Why can’t I remember myself?
Direção: Jennifer Fox
Roteiro: Jennifer Fox
Elenco: Laura Dern, Jason Ritter, Ellen Burstyn, Elizabeth Debicki, Frances Conroy, Common, Jessica Sarah Flaum, John Heard, Chelsea Alden, Isabelle Nélisse, Matthew Rauch, Tina Parker, Isabella Amara
EUA/Alemanha, 2018, Drama, 114 minutos
Sinopse: Jennifer (Laura Dern) tem uma ótima carreira como documentarista e professora e um relacionamento repleto de carinho e respeito mútuo com seu noivo, Martin (Common). Porém, quando sua mãe encontra uma história que ela escreveu para escola quando tinha 13 anos contando sobre um relacionamento que teve com dois adultos, ela é obrigada a revisitar um passado traumático e reconciliar suas lembranças com o que de fato aconteceu com ela. (Adoro Cinema)
O Conto teve seus direitos de distribuição adquiridos pela HBO na última edição do Festival de Sundance, quando despertou grandes sensações entre público e crítica após a sua primeira exibição. Ao contrário do que se poderia esperar para uma produção questionadora, incômoda e até mesmo polêmica, as reações foram basicamente positivas, ressaltando a urgência do tema discutido. No filme, a diretora Jennifer Fox, também autora do roteiro, relembra a sua primeira (e conturbadíssima) relação sexual, quando ainda era a criança. E ela escolhe um ponto de vista interessante: o da mulher já adulta e bem realizada (Laura Dern) que sempre viveu aparentemente bem com tais lembranças, mas que começa a questionar certezas e verdades quando sua mãe (Ellen Burstyn) encontra, escandalizada, um diário que conta toda a história de forma detalhada.

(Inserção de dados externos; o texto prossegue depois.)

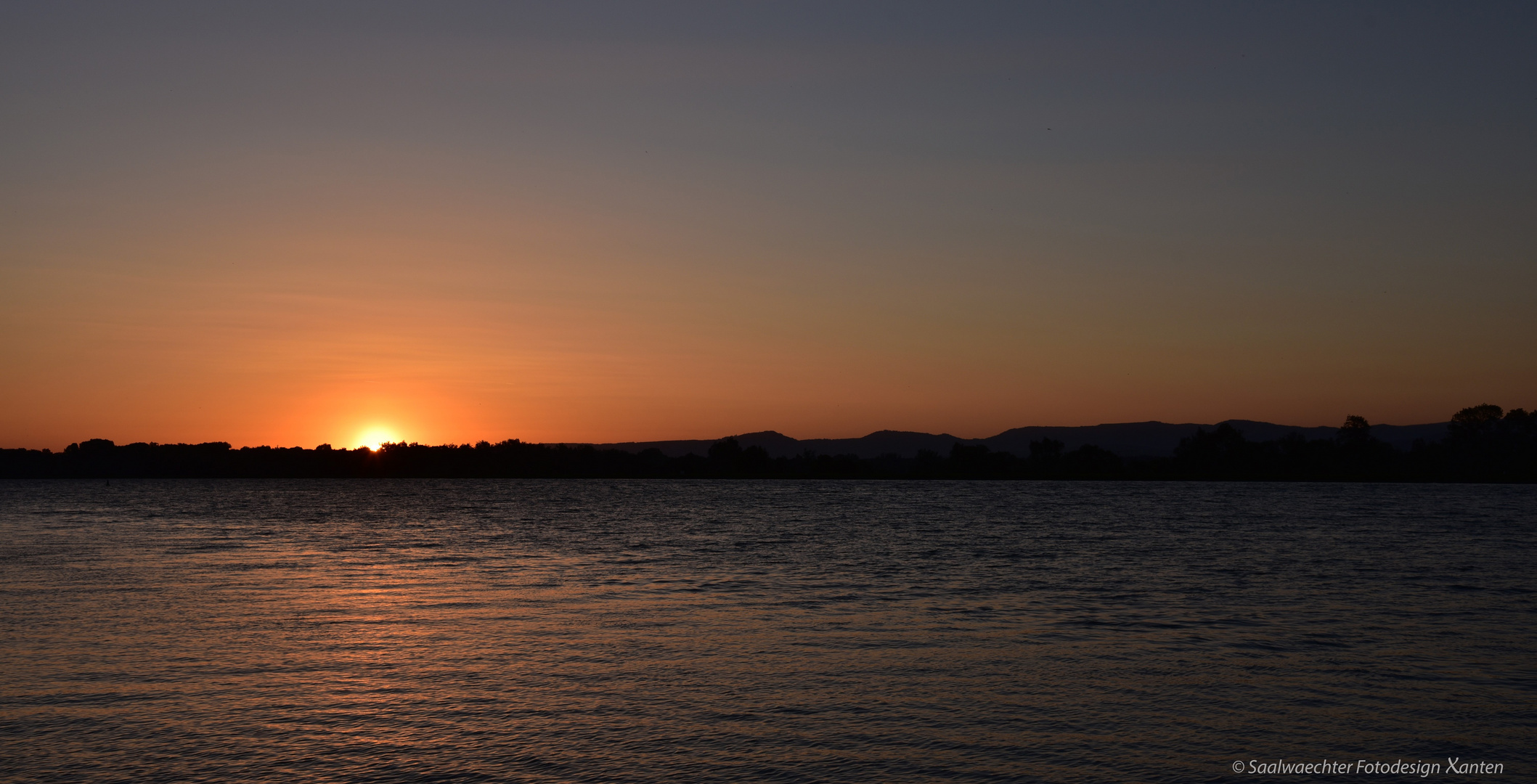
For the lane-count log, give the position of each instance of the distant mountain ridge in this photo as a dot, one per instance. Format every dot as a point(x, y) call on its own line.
point(1128, 440)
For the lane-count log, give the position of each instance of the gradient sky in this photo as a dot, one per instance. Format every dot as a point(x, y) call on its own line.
point(290, 224)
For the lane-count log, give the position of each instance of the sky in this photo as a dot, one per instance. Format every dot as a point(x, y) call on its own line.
point(298, 224)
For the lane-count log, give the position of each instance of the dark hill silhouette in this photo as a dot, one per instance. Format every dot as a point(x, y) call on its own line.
point(1482, 443)
point(1128, 440)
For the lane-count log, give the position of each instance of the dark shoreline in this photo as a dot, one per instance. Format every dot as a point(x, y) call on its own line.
point(1482, 445)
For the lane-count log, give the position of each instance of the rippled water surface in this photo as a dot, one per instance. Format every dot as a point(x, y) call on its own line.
point(652, 631)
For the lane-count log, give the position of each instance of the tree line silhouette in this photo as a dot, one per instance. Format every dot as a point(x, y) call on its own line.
point(1483, 443)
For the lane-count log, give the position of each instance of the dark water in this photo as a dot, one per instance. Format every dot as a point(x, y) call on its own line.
point(652, 631)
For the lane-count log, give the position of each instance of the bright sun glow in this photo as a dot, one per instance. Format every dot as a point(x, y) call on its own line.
point(377, 436)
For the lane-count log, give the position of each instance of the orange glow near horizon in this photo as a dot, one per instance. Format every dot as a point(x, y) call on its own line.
point(451, 240)
point(377, 437)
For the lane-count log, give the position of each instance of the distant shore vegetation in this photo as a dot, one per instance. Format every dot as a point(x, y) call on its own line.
point(1483, 443)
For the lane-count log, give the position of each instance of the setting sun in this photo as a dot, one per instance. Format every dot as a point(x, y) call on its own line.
point(375, 437)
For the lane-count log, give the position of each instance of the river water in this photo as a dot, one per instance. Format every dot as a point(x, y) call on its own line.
point(759, 631)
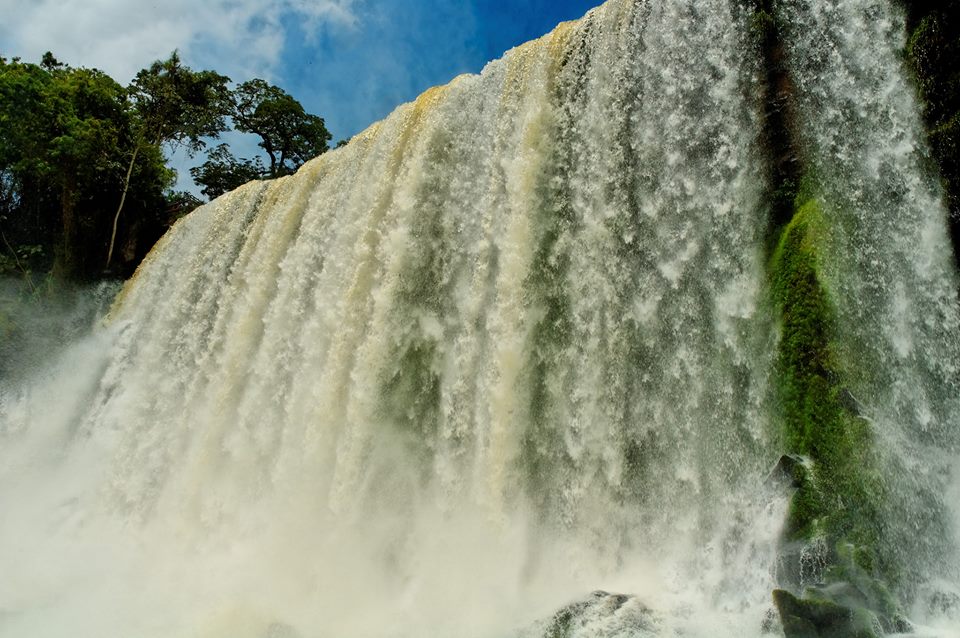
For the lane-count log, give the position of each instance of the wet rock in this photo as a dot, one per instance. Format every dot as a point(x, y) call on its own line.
point(599, 615)
point(822, 618)
point(790, 471)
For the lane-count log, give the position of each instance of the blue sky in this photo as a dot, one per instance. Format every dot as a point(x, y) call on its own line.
point(349, 61)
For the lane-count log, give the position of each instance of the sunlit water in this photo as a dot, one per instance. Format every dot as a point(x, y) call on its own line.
point(509, 346)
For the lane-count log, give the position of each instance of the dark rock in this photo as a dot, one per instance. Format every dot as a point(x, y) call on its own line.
point(583, 617)
point(815, 618)
point(790, 471)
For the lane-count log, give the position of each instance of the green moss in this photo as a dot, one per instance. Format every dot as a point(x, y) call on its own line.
point(841, 501)
point(933, 53)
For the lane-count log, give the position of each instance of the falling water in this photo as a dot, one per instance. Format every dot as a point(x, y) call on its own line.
point(510, 345)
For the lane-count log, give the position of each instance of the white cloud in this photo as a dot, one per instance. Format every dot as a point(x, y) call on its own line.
point(240, 38)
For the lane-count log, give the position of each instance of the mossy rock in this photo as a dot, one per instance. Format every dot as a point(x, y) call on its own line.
point(821, 618)
point(839, 492)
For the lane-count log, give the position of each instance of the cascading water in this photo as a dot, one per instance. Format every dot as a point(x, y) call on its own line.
point(512, 344)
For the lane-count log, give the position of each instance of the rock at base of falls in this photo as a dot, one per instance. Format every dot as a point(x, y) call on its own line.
point(833, 612)
point(599, 615)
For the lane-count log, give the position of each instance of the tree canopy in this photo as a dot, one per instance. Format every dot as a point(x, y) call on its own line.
point(85, 189)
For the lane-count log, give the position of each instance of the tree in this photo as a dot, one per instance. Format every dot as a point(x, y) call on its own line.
point(64, 135)
point(172, 105)
point(223, 172)
point(289, 135)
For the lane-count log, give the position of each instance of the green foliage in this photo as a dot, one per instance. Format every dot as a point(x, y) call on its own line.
point(176, 105)
point(842, 500)
point(63, 139)
point(933, 50)
point(222, 172)
point(289, 135)
point(83, 174)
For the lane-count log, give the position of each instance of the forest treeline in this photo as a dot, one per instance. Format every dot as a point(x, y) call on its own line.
point(85, 186)
point(86, 190)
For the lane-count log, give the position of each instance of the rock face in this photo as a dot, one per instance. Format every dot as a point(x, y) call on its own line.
point(809, 618)
point(841, 610)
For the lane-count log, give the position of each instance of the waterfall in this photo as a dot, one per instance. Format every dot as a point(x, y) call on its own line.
point(510, 345)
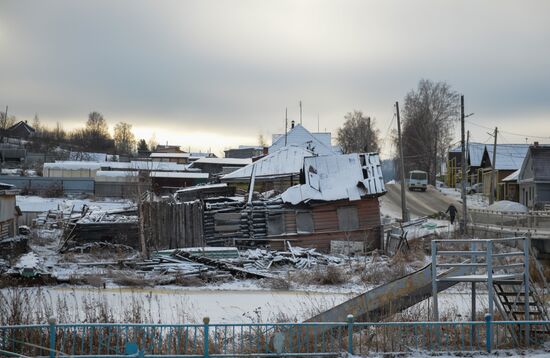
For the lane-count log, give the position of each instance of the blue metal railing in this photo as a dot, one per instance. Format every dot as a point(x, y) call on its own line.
point(267, 339)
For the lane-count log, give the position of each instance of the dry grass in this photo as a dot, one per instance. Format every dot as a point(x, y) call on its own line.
point(329, 275)
point(189, 281)
point(130, 279)
point(91, 280)
point(276, 283)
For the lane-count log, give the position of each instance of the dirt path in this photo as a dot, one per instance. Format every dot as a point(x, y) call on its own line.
point(419, 203)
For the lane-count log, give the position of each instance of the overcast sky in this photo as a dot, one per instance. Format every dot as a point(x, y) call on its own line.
point(216, 74)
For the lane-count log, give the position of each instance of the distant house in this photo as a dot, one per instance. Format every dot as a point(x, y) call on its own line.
point(509, 158)
point(198, 155)
point(474, 155)
point(20, 130)
point(245, 152)
point(479, 157)
point(170, 182)
point(318, 143)
point(166, 148)
point(219, 166)
point(278, 170)
point(534, 177)
point(8, 211)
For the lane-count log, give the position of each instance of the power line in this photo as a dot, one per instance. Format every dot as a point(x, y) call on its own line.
point(507, 132)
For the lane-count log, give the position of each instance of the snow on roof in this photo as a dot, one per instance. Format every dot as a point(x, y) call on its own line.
point(336, 177)
point(164, 166)
point(475, 153)
point(136, 165)
point(513, 176)
point(182, 175)
point(509, 206)
point(284, 162)
point(92, 156)
point(39, 204)
point(73, 165)
point(4, 186)
point(115, 173)
point(224, 161)
point(319, 143)
point(509, 156)
point(170, 155)
point(200, 187)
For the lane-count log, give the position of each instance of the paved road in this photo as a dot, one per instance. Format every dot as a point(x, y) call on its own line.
point(419, 203)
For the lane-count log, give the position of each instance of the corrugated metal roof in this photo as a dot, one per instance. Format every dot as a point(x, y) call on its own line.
point(223, 161)
point(513, 176)
point(284, 162)
point(336, 177)
point(169, 155)
point(180, 175)
point(319, 143)
point(509, 156)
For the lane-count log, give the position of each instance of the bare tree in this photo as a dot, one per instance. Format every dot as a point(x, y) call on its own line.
point(152, 143)
point(142, 145)
point(125, 141)
point(358, 134)
point(429, 115)
point(97, 132)
point(6, 122)
point(36, 123)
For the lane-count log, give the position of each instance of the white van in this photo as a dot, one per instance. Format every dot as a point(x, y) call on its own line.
point(418, 180)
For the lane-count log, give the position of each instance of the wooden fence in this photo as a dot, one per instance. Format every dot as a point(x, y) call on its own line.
point(170, 225)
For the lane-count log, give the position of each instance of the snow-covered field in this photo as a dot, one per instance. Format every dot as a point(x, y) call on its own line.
point(223, 304)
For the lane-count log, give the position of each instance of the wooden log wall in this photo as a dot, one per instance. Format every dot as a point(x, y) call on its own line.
point(170, 225)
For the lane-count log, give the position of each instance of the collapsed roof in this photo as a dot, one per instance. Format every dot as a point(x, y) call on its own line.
point(285, 162)
point(337, 177)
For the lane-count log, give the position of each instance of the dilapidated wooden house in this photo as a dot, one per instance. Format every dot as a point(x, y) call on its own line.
point(8, 210)
point(335, 201)
point(534, 177)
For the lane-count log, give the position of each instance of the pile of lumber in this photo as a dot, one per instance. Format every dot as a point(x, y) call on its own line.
point(297, 257)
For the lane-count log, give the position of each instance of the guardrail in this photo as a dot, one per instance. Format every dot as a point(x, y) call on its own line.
point(529, 220)
point(259, 339)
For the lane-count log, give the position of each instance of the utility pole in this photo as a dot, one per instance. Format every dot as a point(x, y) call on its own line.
point(493, 170)
point(300, 112)
point(286, 123)
point(2, 136)
point(471, 179)
point(464, 222)
point(404, 213)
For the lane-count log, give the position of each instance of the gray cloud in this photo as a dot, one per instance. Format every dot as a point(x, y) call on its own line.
point(230, 67)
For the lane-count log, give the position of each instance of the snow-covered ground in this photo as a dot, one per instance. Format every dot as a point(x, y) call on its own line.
point(475, 201)
point(175, 304)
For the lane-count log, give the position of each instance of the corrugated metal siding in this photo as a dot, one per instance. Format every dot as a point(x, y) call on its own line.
point(325, 217)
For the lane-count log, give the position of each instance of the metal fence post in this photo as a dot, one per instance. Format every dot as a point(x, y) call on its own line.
point(52, 322)
point(206, 321)
point(488, 332)
point(350, 333)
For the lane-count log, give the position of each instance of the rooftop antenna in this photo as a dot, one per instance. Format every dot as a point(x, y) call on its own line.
point(300, 112)
point(317, 122)
point(286, 123)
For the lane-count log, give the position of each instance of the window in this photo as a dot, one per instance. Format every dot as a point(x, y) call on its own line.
point(304, 222)
point(275, 224)
point(348, 219)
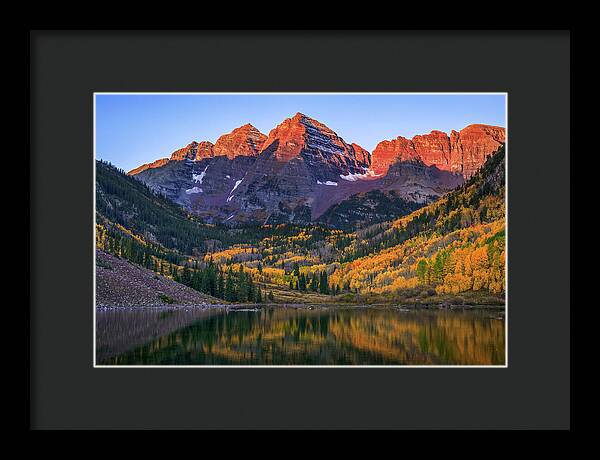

A provocação de O Conto está em lidar com um assunto delicadíssimo através de uma personagem que, a princípio, não enxerga sua própria condição como algo a ser levado a sério. Isso até a protagonista finalmente perceber que a vida adulta muitas vezes se resume às verdades que criamos e aceitamos para de alguma forma sobreviver a diferentes tipos traumas. É na desconstrução de inúmeras certezas que o filme de Jennifer Fox se torna poderoso, especialmente porque o roteiro trabalha muito bem a questão de como nossas memórias são capazes de adaptar o que de fato aconteceu apenas para corroborar aquilo que queremos tomar como verdade. A relação entre o que realmente se desenrolou e o que a protagonista crê ser realidade é representada com muito impacto, pois O Conto encena uma determinada circunstância que, vista de fora, precisa ser imediatamente diagnosticada e vista como condenável.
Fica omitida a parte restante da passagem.